Sensing valve 13 is connected to a pneumatic circuit the logic of which prevents further operation of the hoist in that direction but allows operation in the opposite direction to remove the overload. When two rings are used for double reeved hoists either one may sense and send an overload signal.

Claims

Having described the invention, what is claimed is:

1. A rope guide for guiding rope on a spiral grooved cylindrical drum rotating on its axis comprising:

a guide mounting means encircling at least a portion of the drum in cooperation with the drum groove for mounting a rope guide means;

a plurality of groove cooperating means on said guide mounting means for rotatably securing said guide means to said drum and for tracking said guide mounting means in spiral advance along said drum in response to rotation of said drum;

said rope guide means being in tangential alignment with said guide mounting means and said drum for maintaining rope played on said drum in tangential intersection with the circumference of said drum and alignment perpendicular to said axis of said drum;

said guide mounting means further comprising a resilient split ring encircling said drum in rolling contact with a drum groove, said split ring permitting radial expansion of said split ring in response to an unaligned rope causing said split ring to roll out of a drum groove;

means mounted on said guide mounting means for sensing the radial expansion of said split ring;

said split ring being further comprised of two half rings joined at one end by a hinge and resiliently fastened together at its other end by a resilient fastening means; and

said resilient fastening means further comprises a means for sensing separation of said split ring.

2. A rope guide according to claim 1, wherein said resilient fastening means further comprises a spring loaded bolt which permits limited separation of said two half rings in response to radial outward loading of said guide mounting means.
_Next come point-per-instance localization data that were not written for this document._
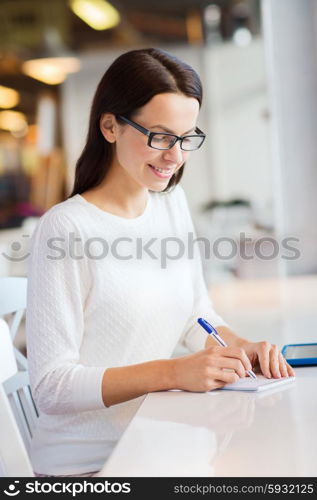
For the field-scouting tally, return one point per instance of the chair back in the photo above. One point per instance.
(17, 387)
(14, 460)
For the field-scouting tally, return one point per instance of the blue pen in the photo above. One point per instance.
(213, 332)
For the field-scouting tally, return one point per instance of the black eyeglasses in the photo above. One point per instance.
(165, 140)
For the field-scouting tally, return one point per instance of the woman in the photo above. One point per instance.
(111, 291)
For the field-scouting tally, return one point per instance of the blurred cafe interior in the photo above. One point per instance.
(251, 188)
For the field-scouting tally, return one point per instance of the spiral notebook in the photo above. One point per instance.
(261, 383)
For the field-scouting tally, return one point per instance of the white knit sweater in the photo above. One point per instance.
(100, 295)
3. A rope guide according to claim 1, wherein said means for sensing separation comprises a sensing valve for sensing the condition of separation resulting from an unaligned load condition and providing a signal means for control of said drum operation.

4. A rope guide according to claim 1, wherein said means for sensing separation initiates a signal which in turn prevents further operation of said drum in the progressing direction of operation while allowing reverse operation to correct the unaligned load condition.
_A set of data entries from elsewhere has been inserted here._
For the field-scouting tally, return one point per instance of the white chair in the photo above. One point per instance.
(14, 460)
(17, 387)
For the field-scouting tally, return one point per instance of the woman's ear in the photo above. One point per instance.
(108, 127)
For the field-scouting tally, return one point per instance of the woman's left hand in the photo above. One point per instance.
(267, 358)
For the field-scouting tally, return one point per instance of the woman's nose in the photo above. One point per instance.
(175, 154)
5. A rope guide according to claim 1, wherein said groove cooperating means further comprises a plurality of rollers spaced about the circumferential interior of said guide mounting means having longitudinal offset in their location corresponding to the groove pitch of the drum groove whereby said guide mounting means maintains an orientation in a plane perpendicular to the longitudinal axis of the groove drum and is traversed axially along the drum in a direction determined by the direction of rotation of the drum.

6. A rope guide according to claim 5, wherein said rollers are mounted in a pocket on said guide means by means of a shaft pin and positioned within said pocket by spacers having a thickness which is equal to the pitch of the drum groove divided by the number of rollers whereby the positioning of the rollers may be set to the drum pitch by positioning of said spacers on said shaft pin to one side or the other of said roller.
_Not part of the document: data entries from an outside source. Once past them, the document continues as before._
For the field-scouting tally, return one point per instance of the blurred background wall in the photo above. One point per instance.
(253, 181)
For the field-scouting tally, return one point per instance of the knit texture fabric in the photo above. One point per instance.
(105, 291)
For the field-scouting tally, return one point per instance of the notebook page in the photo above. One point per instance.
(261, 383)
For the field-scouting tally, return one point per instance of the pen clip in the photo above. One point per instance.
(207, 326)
7. A rope guide according to claim 1, wherein said guide mounting means is provided with reaction roller means to prevent rotation of said guide mounting means about the drum.

8. A rope guide according to claim 1, wherein said rope guide means is attached to said guide mounting means in substantially tangential relationship to said guide mounting means and said drum circumference in normal operation.

9. A rope guide means according to claim 8, wherein said rope guide means permits limited radial swing of said rope guide means and limits axial swing whereby forces created by a side pull acting to produce axial swing on the rope guide means are transmitted to said guide mounting means causing said guide mounting means to ride out of the drum groove by a drum groove side camming action and thereby further causing a radial outward face on said guide mounting means.